How big is NVIDIA's inference advantage? Detailed explanation of GTC inference performance chart

At GTC, Jensen Huang posted two very interesting pictures:

If the demand for TPS for 1 user is low, the advantages of more advanced GPUs and more advanced interconnects are not so obvious, but on the contrary, there is a qualitative difference.

The two pictures above:

The horizontal axis is the response speed of each user when using the big model, Tokens per second (TPS) per user. 1 token is equal to 1.5-2 Chinese characters or 1.3 English words. 100 TPS for 1 user means that the big model can spit out 150-200 Chinese characters or 130 English words per second when answering questions；
The vertical axis is how many tokens a 100MW data center can output per second, i.e., Throughput. The value depends on the GPU card model (H100 or B200), the connection method (NVL8 or NVL72), the accuracy of the large model (FP8 or FP4), the inference framework used (whether the newly launched Dynamo is used), and the required output speed (TPS for 1 user).
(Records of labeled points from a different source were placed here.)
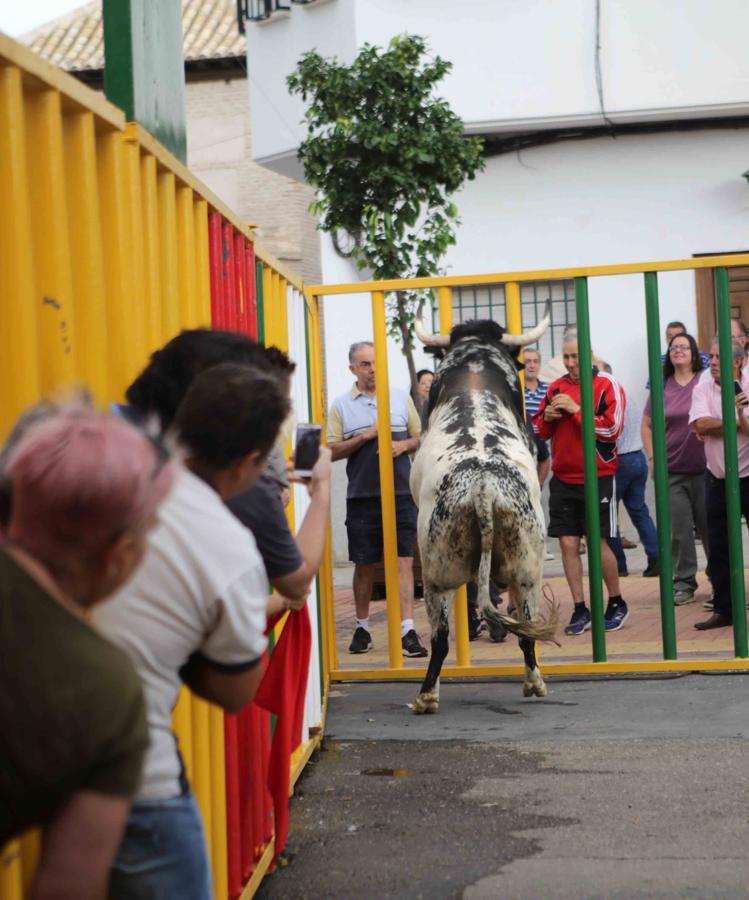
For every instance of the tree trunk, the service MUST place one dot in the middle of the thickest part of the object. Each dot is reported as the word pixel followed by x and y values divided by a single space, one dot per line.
pixel 406 345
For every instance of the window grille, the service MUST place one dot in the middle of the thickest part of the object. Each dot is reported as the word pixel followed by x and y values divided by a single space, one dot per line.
pixel 488 302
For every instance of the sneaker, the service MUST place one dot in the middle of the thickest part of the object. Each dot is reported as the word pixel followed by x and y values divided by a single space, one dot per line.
pixel 616 616
pixel 361 642
pixel 579 622
pixel 411 644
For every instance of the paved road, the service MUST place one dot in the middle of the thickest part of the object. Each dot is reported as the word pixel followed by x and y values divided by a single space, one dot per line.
pixel 614 788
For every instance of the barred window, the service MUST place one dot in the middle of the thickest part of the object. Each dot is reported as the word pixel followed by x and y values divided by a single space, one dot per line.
pixel 488 302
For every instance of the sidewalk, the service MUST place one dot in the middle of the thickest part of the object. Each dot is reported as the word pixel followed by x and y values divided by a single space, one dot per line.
pixel 640 638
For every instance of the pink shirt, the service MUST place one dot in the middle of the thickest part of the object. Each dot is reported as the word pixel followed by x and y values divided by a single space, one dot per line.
pixel 706 403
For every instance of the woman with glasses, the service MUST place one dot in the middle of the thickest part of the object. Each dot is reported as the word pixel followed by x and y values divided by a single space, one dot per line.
pixel 685 456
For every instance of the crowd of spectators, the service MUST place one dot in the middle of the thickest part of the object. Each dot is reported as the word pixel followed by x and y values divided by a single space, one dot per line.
pixel 139 551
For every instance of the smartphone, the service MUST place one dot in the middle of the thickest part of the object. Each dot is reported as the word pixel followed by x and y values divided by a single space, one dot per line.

The more advanced the GPU is (B200 is more advanced than H100), the lower the precision is (FP4 is lower than FP8), the lower the required TPS for 1 user is, and the more tokens a 1MW server can output per second.

In addition, the connection method also has a great impact on throughput, which is worth discussing in depth：

Under the same Blackwell and FP4 conditions, NVL72 and NVL8 will show significant differences when Tokens per second (TPS) per user is higher than 100：

When TPS for 1 user is below 100, NVL72 can provide throughput equivalent to about 1.1-1.5 times that of NVL8 in a 1 MW data center, which is more but not qualitatively different；
When TPS for 1 user reaches 150, NVL72 can provide throughput ~2x that of NVL8, and the advantage is significantly expanded；
When TPS for 1 user reaches 200, NVL72 can provide throughput that is ~10x of NVL8, creating a qualitative difference.

In summary, when TPS for 1 user exceeds 100, Blackwell NVL72 can significantly outperform NVL8 and even Hopper.

The same task, whether to provide users with high or low experience will also affect the choice of cards

Specifically, a 1MW NVL8 Blackwell data center：

If the required TPS for 1 user is 10, the data center can provide ~9 million tokens per second；
When the required TPS for 1 user reaches 100, the data center can only provide ~6 million tokens per second

If the user's task is relatively simple, such as just asking and answering questions, each question consumes 90 tokens, and the concurrent requirement per second is 100,000 users (100,000 peak users roughly corresponds to 10 million daily active users). If only TPS for 1 user is required to reach 10, that is, waiting for 9 seconds to answer this question, then a 1MW NVL8 Blackwell data center with a corresponding throughput of 9 million tokens/s can meet the requirements.If we want to improve the user experience, for example, to reduce the user waiting time to 0.9 seconds, that is, TPS for 1 user needs to reach 100. At this time, the same 1MW data center can only provide 6 million tokens per second (instead of 9 million before), which will reduce the concurrent demand that can be served to 60,000-70,000 people, which means that only 6-7 million daily active users can be served, which is 30% off the previous service capacity.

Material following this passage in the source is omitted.